Una foto di scena
Firenze, 6 novembre 2019 - E’ la più famosa lettera in sei parti, che comprende prologo ed epilogo della letteratura mondiale: la scrive l’anziano imperatore Adriano a Marco Aurelio, suo amico nonché erede al trono. L’imperatore romano racconta pagina dopo pagina la sua vita pubblica e privata, il suo amore per le arti e per il giovane amante. ll racconto epistolare che è in scena alla Pergola chiude con «Animula Vagula blandula», il nome del primo capitolo. E parte al contrario, dalla narrazione cronologica interrotta da flashback e ricordi. Dimenticatevi completamente l’«Adriano» di Giorgio Albertazzi: nonostante la regia sia la stessa, e cioè di un maestro come Maurizio Scaparro. Lo spettacolo che ha debuttato l’altra sera al Teatro della Pergola – e che sarà in scena fino a domenica – è completamente un’altra cosa.

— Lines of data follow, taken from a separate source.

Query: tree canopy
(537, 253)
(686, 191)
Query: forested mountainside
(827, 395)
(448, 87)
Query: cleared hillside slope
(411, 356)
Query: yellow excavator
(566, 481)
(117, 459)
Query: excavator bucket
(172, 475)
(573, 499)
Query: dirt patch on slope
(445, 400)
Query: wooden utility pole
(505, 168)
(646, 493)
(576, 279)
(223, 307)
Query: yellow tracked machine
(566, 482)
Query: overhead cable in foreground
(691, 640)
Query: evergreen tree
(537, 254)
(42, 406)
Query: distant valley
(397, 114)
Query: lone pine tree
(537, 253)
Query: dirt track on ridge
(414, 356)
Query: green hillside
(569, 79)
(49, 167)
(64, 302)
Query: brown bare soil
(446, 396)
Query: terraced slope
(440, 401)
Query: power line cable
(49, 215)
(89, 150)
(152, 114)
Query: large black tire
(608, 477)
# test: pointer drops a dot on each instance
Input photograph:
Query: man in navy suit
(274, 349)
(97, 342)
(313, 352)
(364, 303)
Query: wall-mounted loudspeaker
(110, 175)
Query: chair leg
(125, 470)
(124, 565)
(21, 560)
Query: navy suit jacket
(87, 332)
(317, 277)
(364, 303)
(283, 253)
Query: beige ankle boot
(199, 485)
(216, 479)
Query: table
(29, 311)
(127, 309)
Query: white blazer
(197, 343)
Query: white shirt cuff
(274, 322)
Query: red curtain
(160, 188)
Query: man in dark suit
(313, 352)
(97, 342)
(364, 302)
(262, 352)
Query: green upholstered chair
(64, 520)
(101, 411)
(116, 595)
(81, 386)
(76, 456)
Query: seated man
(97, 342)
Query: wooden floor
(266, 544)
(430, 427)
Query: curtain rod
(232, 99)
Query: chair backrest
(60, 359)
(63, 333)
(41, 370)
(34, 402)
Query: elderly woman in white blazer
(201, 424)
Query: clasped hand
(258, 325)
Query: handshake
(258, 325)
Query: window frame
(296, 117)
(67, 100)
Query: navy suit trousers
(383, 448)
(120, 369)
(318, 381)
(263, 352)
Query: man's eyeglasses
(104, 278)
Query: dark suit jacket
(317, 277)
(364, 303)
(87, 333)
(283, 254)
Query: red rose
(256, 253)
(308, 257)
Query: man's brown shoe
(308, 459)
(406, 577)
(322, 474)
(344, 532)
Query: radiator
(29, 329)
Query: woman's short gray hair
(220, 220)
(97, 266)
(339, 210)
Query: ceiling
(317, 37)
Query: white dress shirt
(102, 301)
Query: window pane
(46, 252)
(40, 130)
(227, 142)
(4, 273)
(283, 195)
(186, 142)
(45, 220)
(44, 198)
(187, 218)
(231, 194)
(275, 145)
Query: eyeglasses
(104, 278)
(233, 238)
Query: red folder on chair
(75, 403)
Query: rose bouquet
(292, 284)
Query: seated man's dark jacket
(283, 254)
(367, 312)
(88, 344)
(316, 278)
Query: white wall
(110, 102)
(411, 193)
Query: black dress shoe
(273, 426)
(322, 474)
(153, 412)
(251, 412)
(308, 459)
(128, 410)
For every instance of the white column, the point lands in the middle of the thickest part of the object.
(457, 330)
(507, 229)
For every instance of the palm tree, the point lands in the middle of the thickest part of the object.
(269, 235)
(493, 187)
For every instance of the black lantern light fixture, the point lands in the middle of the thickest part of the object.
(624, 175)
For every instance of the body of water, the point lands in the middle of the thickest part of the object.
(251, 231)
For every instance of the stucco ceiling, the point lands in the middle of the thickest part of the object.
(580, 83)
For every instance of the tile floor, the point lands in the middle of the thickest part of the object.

Un monologo, forse nato come lettura, interpretato da un bravo, rodato e amato attore come Pino Micol. Ma anche il suo «Adriano» deve sopportare una malattia incurabile che gli compromette la salute fisica e gli preannuncia razionalmente la fine dei suoi giorni. Per questo decide di ripercorrere gli avvenimenti più salienti della sua vita, a cominciare dagli anni dell’infanzia. Inizia a parlare di sé, dei suoi interessi per l’astrologia, la filosofia e tutte le forme di arte. Un testo, «Memorie di Adriano» scritto da Marguerite Yourcenar, che è una voragine verso il nostro io più ignoto, un tuffo nel buco nero dell’anima dei sogni, dei desideri, dei pensieri, che ci porta per mano a riflettere anche sul nostro momento storico, indicandoci forse uno spiraglio di speranza. Uno spettacolo sempre importante per ridare luce sulla scena alle gesta e ai pensieri dell’Imperatore Adriano, vissuto nel I secolo d.C. e restituito a nuova vita. Sul palcoscenico Pino Micol cadenza i suoi pensieri sedendosi e rialzandosi da una poltrona, ora portandosi verso la ribalta, ora abbandonandosi.
E così, con grande pacatezza, delinea la storia di questo uomo glorioso, imperatore stupendo che è anche un poeta, amante delle arti e della socialità, vicino ai desideri del popolo. Micol dà corpo a questa figura memorabile, anche se – il dubbio ce lo lascia – non sappiamo se nella realtà lui, Adriano fosse davvero così fino in fondo. E si capisce che Micol rappresenta l’immaginazione della Yourcenar che ci ha trasmesso questo ritratto ideale, e che è altro da lui. Micol in scena è pacato in qualche modo come a prenderne le distanze. Un’interpretazione colta, lineare senza sbavature: diciamo più a «togliere» che a «mettere». In scena anche i bravi Federico Ruiz, Evelina Meghnagi, Arnaldo Vacca, Cristiano Califano; i costumi e l’allestimento di Lorenzo Cutùli la regia di Maurizio Scaparro, con il sempre prezioso regista assistente Ferdinando Ceriani. Applausi al finale, dopo poco più di un’ora di spettacolo.